The Web editor of In These Times required a 2,500 word limitation for the online article. The ISRAEL HORIZONS version, pending for the fall, will include almost all of my discussion with Hussein Ibish. What I particularly regret having had to exclude from the ITT piece is the following further response from Hussein Ibish to my question on how he felt about the legitimacy of Israel as a Jewish state:
... it's perfectly reasonable and morally appropriate for everybody to be concerned and interested about the rights of the Palestinian minority of Israeli citizens in Israel proper. But I don't think this is an appropriate subject for negotiations between Israel and the PLO. It introduces another complication in an already overburdened negotiation agenda and blurs the crucial distinction between Israel and the occupation that should be the basis for all Palestinian diplomacy.
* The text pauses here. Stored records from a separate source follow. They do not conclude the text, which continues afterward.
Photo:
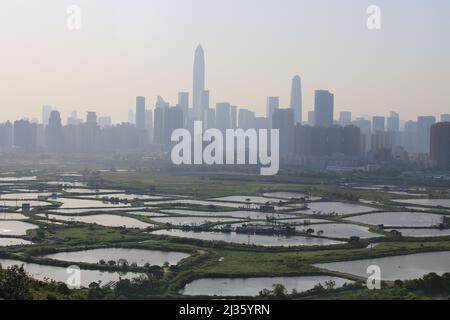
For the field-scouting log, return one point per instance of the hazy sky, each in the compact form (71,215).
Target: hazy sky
(253,48)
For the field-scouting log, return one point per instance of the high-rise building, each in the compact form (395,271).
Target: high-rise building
(409,137)
(91,118)
(296,99)
(223,116)
(211,118)
(423,133)
(311,118)
(273,103)
(54,133)
(131,117)
(149,124)
(46,114)
(183,100)
(25,134)
(104,122)
(233,117)
(158,124)
(324,108)
(199,82)
(440,145)
(345,118)
(445,117)
(246,119)
(378,124)
(393,122)
(140,113)
(6,136)
(283,120)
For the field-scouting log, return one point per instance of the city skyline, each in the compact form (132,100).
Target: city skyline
(100,69)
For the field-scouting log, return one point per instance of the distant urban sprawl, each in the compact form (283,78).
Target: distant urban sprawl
(321,140)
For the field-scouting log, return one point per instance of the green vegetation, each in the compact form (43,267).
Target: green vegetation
(209,259)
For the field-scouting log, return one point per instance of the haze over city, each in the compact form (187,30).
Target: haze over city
(124,50)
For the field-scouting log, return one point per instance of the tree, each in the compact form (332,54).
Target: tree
(279,291)
(14,284)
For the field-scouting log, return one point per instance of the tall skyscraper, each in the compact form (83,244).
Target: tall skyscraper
(223,116)
(233,117)
(378,124)
(46,110)
(140,113)
(283,119)
(423,133)
(104,122)
(91,118)
(440,145)
(445,117)
(311,118)
(199,82)
(273,103)
(296,99)
(183,100)
(393,122)
(345,118)
(324,108)
(246,119)
(409,137)
(131,116)
(149,124)
(54,132)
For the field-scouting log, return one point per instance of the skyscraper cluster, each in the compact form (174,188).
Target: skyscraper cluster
(320,138)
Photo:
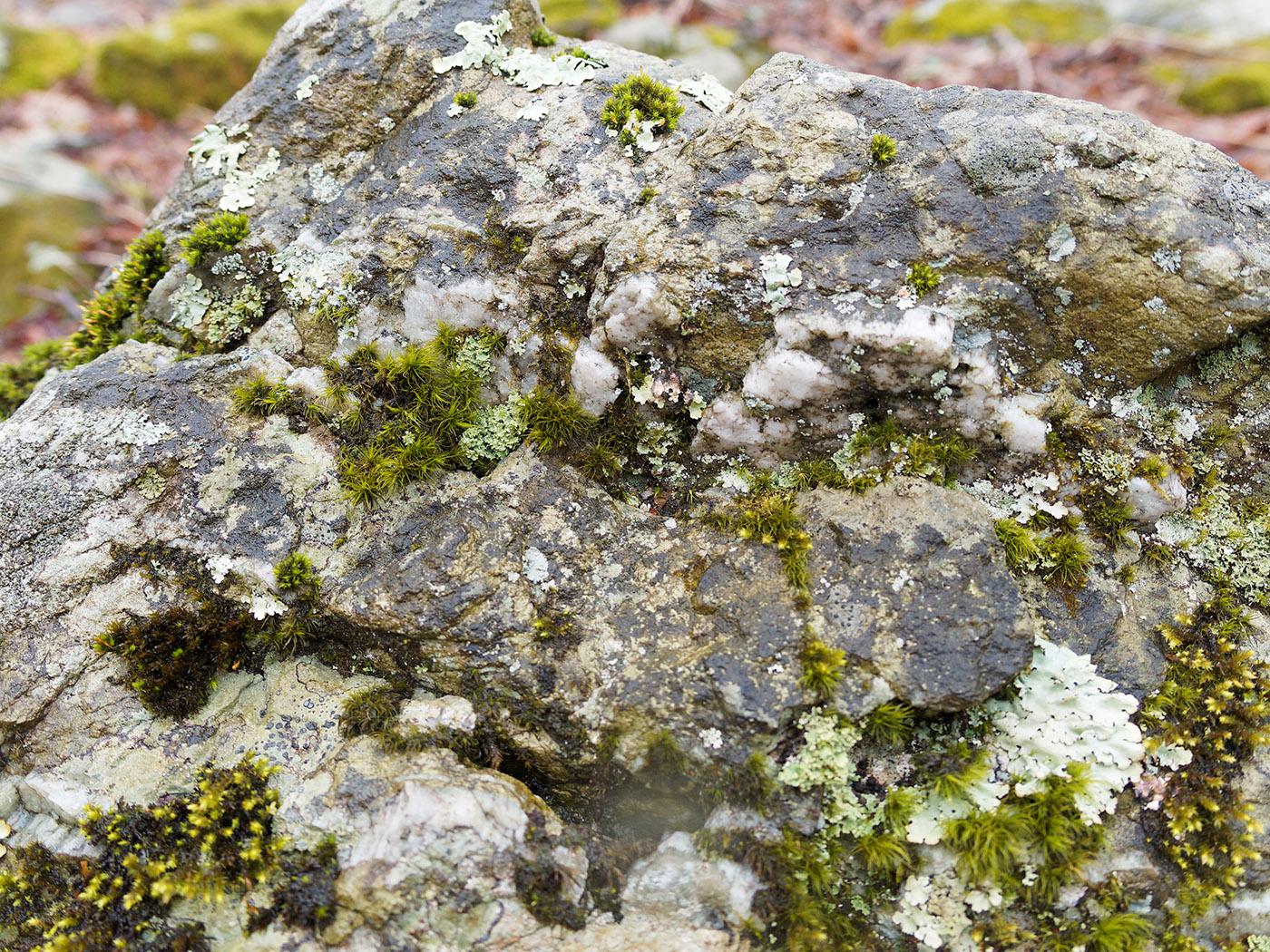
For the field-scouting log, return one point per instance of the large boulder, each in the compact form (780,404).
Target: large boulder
(818,518)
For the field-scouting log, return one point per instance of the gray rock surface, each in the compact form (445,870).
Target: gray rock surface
(613,714)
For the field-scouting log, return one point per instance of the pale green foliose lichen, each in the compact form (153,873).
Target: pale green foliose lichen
(1221,539)
(521,66)
(713,94)
(827,761)
(216,149)
(777,278)
(495,432)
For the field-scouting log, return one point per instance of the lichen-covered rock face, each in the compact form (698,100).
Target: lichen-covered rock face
(825,514)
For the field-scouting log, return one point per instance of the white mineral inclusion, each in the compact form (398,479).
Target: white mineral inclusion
(790,378)
(1062,243)
(467,305)
(730,424)
(593,377)
(634,306)
(1022,431)
(535,565)
(1152,500)
(307,86)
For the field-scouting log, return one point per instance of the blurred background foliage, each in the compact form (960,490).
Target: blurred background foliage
(99,98)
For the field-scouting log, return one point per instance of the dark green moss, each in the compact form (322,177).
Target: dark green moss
(16,380)
(221,232)
(370,711)
(1216,704)
(304,891)
(540,882)
(640,98)
(206,843)
(173,656)
(891,723)
(882,149)
(123,298)
(554,421)
(923,278)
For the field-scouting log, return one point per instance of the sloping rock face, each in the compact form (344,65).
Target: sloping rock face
(834,517)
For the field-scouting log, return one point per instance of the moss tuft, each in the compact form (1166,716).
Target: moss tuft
(1215,704)
(16,380)
(124,297)
(224,231)
(822,668)
(370,711)
(923,278)
(889,724)
(639,99)
(173,656)
(202,844)
(882,149)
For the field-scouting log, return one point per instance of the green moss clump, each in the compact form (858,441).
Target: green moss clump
(224,231)
(891,724)
(1060,558)
(1229,89)
(202,844)
(770,517)
(637,99)
(822,668)
(16,380)
(296,574)
(1216,704)
(554,421)
(304,895)
(199,56)
(174,654)
(37,59)
(923,278)
(882,149)
(262,397)
(370,711)
(1026,19)
(124,297)
(540,882)
(300,587)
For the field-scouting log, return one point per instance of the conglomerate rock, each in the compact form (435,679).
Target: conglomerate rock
(650,537)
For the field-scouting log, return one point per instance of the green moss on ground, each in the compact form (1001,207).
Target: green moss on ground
(580,18)
(205,844)
(1228,89)
(27,222)
(197,56)
(35,59)
(1026,19)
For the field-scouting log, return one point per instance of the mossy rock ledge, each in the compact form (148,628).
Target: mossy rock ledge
(826,516)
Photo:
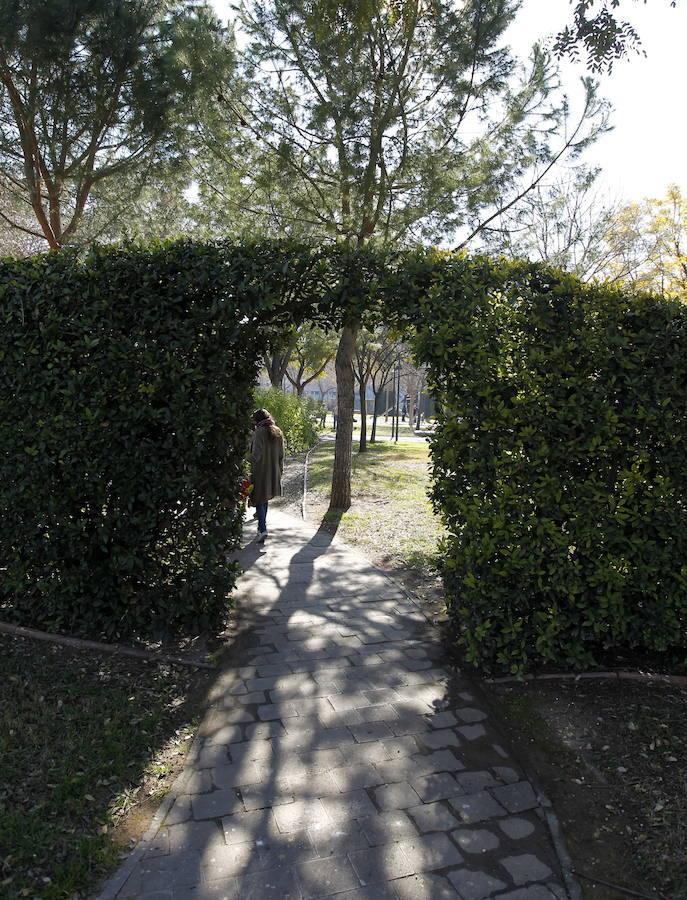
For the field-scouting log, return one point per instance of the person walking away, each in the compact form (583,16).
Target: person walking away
(267,466)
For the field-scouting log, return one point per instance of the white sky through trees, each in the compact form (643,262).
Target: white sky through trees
(646,151)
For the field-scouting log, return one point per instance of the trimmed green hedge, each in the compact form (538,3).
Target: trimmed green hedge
(298,417)
(560,460)
(126,391)
(560,457)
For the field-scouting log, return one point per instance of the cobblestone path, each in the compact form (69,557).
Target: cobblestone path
(339,757)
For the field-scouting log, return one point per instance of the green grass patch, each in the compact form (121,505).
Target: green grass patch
(391,518)
(83,739)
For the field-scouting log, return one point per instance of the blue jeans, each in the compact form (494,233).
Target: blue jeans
(261,510)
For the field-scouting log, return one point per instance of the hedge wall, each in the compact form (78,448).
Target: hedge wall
(125,397)
(560,460)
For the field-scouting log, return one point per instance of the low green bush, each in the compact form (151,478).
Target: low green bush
(559,461)
(298,417)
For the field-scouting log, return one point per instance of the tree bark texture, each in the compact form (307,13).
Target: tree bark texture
(362,446)
(343,448)
(375,414)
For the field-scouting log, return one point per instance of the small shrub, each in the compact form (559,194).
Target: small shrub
(298,417)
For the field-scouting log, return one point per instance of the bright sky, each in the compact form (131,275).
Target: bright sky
(646,151)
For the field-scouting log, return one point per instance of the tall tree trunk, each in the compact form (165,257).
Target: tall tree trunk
(375,413)
(276,368)
(343,448)
(362,446)
(418,418)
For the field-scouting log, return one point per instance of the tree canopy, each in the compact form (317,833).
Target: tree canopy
(91,90)
(598,31)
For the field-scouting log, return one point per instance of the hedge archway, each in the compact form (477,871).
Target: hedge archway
(558,462)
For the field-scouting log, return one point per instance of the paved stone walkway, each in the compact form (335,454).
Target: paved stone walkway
(339,757)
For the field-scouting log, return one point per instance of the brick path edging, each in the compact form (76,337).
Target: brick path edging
(116,881)
(645,677)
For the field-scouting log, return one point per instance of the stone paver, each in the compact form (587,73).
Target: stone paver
(339,757)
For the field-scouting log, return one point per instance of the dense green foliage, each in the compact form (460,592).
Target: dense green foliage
(560,467)
(559,458)
(96,93)
(125,408)
(84,738)
(298,417)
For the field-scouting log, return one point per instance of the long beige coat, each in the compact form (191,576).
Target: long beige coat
(267,466)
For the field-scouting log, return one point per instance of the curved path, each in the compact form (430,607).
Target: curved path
(339,756)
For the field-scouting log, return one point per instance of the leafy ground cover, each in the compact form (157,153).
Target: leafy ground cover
(88,745)
(612,757)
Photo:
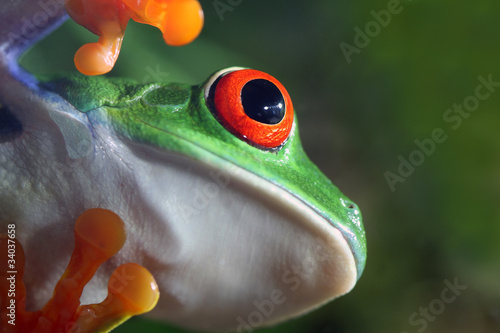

People worry about the status of Palestinian citizens of Israel in the context of a two-state agreement, but I completely fail to understand the logic of this. Israel's Palestinian citizens already have a legal status that allows them to pursue their rights within the Israeli political and legal system, and they've been partly successful in doing that already. It strikes me that not only is this the path forward for them to secure their full rights as Israeli citizens, but that nothing conceivable could possibly strengthen their position more than the realization of a two-state end of conflict agreement. Of course there will always be ethnic and religious discrimination because of certain prejudices in Israel and everywhere around the world.
I don't think we should kid ourselves that human beings are suddenly going to become reasonable creatures across the board. However, it seems to me that most of the systematic and onerous forms of discrimination against the Palestinian citizens of Israel have their origins in the fact that these Israelis have kinship, narrative, cultural and ideological ties to the other side in a conflict. In other words, they're considered a possible fifth column, a potential security problem, as well as an anomaly within the "Jewish and democratic state."
It seems to me obvious that an end to the conflict would largely, and over time probably entirely, remove this powerful and definitive obstacle to the complete integration of Palestinian citizens as full citizens of Israel without legal forms of discrimination, and raise the barriers to their participation in all sectors of society. Moreover, Palestinian citizens of Israel would no longer be cut off from the Arab world, as they largely have been until now, but would rather be poised to be Israel's ambassadors to the Arabs, literally and figuratively, especially in terms of business and commerce, as well as culture. In fact, I think it's obvious how much the Palestinian citizens of Israel have to gain in any peace agreement, even if their specific issues are not subject to negotiation, and I just don't understand how people fail to see this. I think the issue is raised really in order to criticize the concept of negotiations and a negotiated agreement rather than out of any thoughtful, serious approach to advancing the real, practical interests of the Palestinian citizens of Israel.